Dann fuhr ich mit der T-Bane ins Büro und machte sehr viele Updates mit gemischtem Erfolg. Von meinen Kolleg*Innen war genau eine da. Mit der unterhielt ich mich ein bisschen. Dann holte ich noch einen Ausdruck am Drucker und neue Kopfhörer im 6. Stock ab, meine alten gingen langsam hinüber. Ach, liebe Macher*Innen von Teams: ich würde wirklich, WIRKLICH begrüßen, wenn Teams mit Airpods funktionieren würde. Das wäre ganz grandios. Mit diesem Wunsch bin ich auch sicher nicht alleine.

Mit dem Zug zurück und spätestens da hätte ich auch einfach direkt ins Bett gehen können. Man ist ja wirklich nichts mehr gewohnt.

Donnerstags abends ist aber ja auch Tanzen.

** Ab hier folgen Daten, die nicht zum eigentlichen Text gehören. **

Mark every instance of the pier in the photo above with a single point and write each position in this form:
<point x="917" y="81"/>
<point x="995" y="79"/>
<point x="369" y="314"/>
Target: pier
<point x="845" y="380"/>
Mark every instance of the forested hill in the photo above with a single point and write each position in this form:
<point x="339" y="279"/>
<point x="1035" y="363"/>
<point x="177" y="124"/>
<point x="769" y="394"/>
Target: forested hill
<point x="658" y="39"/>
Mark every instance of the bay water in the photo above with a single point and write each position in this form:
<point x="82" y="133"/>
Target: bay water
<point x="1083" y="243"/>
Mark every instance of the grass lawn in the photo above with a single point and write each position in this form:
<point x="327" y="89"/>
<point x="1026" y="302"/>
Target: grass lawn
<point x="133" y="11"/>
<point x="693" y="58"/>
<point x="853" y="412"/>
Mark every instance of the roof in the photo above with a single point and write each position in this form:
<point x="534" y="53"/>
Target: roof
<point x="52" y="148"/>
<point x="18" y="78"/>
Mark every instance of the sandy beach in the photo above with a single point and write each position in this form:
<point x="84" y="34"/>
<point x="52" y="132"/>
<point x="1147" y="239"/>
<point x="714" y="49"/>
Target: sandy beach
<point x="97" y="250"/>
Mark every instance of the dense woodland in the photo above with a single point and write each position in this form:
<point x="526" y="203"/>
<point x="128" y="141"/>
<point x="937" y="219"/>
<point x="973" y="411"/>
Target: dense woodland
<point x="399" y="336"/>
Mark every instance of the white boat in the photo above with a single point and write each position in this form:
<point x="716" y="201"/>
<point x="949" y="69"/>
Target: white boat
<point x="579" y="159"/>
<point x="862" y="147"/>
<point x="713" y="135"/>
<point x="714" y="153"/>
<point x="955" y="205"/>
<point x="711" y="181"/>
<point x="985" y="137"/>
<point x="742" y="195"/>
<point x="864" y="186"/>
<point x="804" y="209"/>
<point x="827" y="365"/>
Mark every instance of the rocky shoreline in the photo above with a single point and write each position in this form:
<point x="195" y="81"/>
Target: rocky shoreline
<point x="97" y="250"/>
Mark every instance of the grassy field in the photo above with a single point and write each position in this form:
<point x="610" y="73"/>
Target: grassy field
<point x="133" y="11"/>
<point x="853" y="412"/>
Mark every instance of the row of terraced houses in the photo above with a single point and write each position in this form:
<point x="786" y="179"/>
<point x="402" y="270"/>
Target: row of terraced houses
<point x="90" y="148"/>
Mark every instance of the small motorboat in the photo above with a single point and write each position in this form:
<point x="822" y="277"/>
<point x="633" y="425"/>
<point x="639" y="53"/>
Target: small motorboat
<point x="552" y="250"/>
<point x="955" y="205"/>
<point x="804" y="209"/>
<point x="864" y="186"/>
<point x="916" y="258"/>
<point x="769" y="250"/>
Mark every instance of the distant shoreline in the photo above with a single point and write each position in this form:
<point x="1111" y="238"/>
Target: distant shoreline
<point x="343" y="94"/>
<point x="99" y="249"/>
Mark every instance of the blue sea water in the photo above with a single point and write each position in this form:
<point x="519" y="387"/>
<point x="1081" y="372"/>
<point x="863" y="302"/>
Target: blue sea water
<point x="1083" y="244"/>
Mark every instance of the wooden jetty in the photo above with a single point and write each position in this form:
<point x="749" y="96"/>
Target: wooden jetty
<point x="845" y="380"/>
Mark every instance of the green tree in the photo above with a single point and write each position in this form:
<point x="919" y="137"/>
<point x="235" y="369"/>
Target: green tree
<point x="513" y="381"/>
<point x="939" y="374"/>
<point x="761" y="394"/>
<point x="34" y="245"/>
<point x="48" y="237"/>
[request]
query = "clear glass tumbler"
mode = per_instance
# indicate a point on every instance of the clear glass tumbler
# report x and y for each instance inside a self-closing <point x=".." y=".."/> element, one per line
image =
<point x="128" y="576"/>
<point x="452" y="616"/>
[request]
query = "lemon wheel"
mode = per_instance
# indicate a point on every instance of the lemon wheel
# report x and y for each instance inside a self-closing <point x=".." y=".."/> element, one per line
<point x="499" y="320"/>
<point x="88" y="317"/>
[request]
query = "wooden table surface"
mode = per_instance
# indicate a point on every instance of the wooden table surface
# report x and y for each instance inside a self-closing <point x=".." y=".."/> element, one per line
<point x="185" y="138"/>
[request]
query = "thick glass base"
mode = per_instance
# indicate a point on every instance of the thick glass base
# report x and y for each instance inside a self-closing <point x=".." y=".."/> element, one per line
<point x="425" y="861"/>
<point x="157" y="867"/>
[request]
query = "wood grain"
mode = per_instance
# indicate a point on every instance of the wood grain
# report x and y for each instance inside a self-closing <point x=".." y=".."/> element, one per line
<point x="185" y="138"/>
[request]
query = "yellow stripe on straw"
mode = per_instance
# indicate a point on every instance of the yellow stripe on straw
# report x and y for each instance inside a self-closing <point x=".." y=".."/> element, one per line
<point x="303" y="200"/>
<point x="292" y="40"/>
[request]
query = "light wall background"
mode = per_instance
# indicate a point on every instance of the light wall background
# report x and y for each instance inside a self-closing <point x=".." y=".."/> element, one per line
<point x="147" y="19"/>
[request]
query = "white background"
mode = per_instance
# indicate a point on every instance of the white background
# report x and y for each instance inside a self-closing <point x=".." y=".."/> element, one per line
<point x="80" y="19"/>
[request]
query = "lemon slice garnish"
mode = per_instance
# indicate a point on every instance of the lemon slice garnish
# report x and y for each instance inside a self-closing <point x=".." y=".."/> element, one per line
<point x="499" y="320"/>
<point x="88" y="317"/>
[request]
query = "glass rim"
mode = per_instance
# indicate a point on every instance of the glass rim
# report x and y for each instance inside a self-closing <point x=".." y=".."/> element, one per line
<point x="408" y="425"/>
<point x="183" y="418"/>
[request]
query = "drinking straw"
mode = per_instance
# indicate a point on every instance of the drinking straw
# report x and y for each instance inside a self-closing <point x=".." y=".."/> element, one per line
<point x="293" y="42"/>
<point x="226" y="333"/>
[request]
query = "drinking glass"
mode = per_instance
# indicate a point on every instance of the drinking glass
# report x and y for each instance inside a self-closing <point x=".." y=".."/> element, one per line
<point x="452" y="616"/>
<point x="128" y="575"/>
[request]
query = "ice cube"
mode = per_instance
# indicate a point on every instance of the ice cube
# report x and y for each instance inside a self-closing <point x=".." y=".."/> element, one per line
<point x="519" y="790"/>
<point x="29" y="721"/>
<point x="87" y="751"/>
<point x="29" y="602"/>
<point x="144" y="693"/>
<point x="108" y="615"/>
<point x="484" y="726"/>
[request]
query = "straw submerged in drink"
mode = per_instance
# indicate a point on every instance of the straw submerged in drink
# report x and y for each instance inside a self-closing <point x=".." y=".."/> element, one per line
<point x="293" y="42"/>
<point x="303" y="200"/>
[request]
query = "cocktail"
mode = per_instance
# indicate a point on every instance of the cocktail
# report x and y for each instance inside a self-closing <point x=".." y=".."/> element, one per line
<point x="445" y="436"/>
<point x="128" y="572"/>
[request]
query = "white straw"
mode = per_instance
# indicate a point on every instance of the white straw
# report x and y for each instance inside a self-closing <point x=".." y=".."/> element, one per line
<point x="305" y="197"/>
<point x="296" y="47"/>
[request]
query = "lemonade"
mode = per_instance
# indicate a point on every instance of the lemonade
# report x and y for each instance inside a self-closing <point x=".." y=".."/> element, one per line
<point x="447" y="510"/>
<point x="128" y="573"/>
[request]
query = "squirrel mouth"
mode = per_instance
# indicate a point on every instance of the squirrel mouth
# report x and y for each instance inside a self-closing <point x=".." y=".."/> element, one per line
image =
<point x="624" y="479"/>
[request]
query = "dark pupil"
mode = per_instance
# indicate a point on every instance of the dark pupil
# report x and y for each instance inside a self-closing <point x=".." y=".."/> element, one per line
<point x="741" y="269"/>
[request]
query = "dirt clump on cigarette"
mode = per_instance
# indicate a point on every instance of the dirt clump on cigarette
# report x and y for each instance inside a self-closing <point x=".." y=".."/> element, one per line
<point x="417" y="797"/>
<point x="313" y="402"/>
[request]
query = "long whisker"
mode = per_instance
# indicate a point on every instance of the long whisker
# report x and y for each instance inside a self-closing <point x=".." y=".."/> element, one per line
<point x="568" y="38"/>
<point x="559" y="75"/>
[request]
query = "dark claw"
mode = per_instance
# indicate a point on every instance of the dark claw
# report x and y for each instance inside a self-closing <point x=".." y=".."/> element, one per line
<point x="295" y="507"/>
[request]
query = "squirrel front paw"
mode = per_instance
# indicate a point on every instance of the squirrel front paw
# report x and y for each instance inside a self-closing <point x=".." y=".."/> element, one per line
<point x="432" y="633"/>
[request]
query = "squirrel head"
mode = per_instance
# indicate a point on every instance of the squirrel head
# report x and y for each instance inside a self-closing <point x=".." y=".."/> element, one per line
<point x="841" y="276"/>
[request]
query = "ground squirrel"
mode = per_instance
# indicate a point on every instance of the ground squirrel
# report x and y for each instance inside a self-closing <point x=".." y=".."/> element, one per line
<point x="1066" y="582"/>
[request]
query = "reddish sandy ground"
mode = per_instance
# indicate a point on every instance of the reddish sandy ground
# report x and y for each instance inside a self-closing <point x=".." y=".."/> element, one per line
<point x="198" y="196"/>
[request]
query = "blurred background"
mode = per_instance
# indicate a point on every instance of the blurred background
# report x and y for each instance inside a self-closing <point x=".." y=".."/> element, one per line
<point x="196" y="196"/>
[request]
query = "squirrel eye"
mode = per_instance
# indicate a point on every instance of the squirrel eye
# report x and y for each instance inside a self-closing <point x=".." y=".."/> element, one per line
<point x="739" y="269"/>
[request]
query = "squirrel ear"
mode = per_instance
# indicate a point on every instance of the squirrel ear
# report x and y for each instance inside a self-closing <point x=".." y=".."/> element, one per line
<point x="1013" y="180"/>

Und das ist wieder drinnen, weil wir ja dürfen, also mache ich das mit Mundschutz um mein und das Risiko anderer wenigstens soweit zu begrenzen, wie ich kann (außer nicht hingehen, das wäre noch besser, aber das möchte ich nicht). Allerdings bekam ich wegen Hitze oder Menschen oder Anstrengung oder Mundschutz oder allem oder nix davon beim ersten Kurs schon solche Kopfschmerzen, dass ich danach einfach nach Hause ging statt den zweiten Kurs auch noch mitzumachen.

Dann schlief ich bei Michel im Bett ein.

Heute Morgen bekam ich eine SMS von Maurizio, meine Geige sei fertig, also fuhr ich heute wieder hin um Geigi aus dem Instrumentenkrankenhaus wieder abzuholen, mit neuer Kinnstütze:

Zum Größenvergleich hab ich die alte noch mal drauf gelegt.
Endlich Platz für lange Hälse.

Hach. Das war die Touren allemal wert.

Ich bilde mir ein, jetzt mehr Obertöne zu hören, als wäre die Resonanz wirklich verbessert, aber das kann tatsächlich eigentlich nur Einbildung sein.

Und zu Hause blüht der Apfelbaum, aber wie!

Tag 2147 – Jauuuul.

Es sind jetzt nur noch 5-Tage-Wochen bis nächstes Jahr Ostern (außer in den Ferien). Uff.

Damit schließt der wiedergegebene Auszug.